L'Express (France)

LE CORPS ET L’ÂME

PAR JOHN HARVEY, TRAD. DE L’ANGLAIS PAR FABIENNE DUVIGNEAU. RIVAGES, 284 P., 21,50 €.

- AGNÈS LAURENT

On a tellement aimé la série des « Charlie Resnick », depuis Coeurs solitaires, en 1993, qu’on ne peut s’empêcher, en ouvrant le dernier roman de John Harvey, de craindre la déception. A tort. L’auteur anglais clôt avec brio celle consacrée à un autre flic, Frank Elder, retraité après trente ans de commissari­at à Nottingham. Sans se répéter, il explore une nouvelle fois les relations entre père et fille. Celle de Frank, Katherine, enlevée à 16 ans par un malade qu’il traquait, a pris ses distances avec lui après sa libération, mais lorsque, sept ans plus tard, elle est soupçonnée du meurtre d’un artiste aux penchants pervers, Elder s’efforce de lui venir en aide.
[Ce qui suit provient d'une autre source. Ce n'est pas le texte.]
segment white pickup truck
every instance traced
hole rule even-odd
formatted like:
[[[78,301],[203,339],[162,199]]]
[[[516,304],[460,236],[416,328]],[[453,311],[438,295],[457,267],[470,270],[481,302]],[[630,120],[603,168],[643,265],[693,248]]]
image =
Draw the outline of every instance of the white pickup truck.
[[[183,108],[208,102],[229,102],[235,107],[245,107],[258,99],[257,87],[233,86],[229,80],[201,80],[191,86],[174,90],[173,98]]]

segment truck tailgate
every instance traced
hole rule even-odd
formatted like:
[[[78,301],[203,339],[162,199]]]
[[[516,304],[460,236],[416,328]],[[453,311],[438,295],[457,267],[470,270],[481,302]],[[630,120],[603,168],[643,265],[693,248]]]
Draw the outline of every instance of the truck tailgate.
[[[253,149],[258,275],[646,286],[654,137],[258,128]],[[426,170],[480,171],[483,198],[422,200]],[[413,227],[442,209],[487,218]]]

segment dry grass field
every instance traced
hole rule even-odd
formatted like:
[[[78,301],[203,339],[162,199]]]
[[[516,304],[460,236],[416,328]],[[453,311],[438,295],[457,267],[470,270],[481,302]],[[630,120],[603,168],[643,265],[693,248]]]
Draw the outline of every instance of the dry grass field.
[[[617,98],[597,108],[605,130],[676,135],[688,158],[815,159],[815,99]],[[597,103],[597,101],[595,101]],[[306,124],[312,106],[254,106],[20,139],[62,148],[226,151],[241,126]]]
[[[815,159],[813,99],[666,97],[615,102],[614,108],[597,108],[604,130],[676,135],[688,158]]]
On retrouve ici tout ce qui a fait de John Harvey l’un des meilleurs auteurs de polars britanniqu­es de ces trente dernières années. L’amour du jazz qui habite subtilemen­t le texte, jusqu’à lui donner son titre original (Body and Soul) ; l’infinie tendresse que l’on éprouve à l’égard de ses héros, flics brillants mais incapables de montrer qu’ils aiment ou de garder une famille ; un sens de l’ellipse qui donne à sa narration légèreté et fluidité – nul besoin de tout décrire pour transmettr­e la tension et l’émotion ; la plongée dans l’atmosphère anglaise, des Cornouaill­es à Londres, des classiques beans on toast aux tabloïds, de l’omniprésen­ce des caméras de surveillan­ce aux pubs où se joue le meilleur de la musique : tout cela fait que l’on savoure comme aux premiers jours l’écriture efficace de l’auteur, au point que l’on se surprend au fil des pages à ralentir le rythme de lecture pour que le plaisir dure encore un peu. Comme un morceau de jazz qui n’en finit pas de nous étreindre le coeur.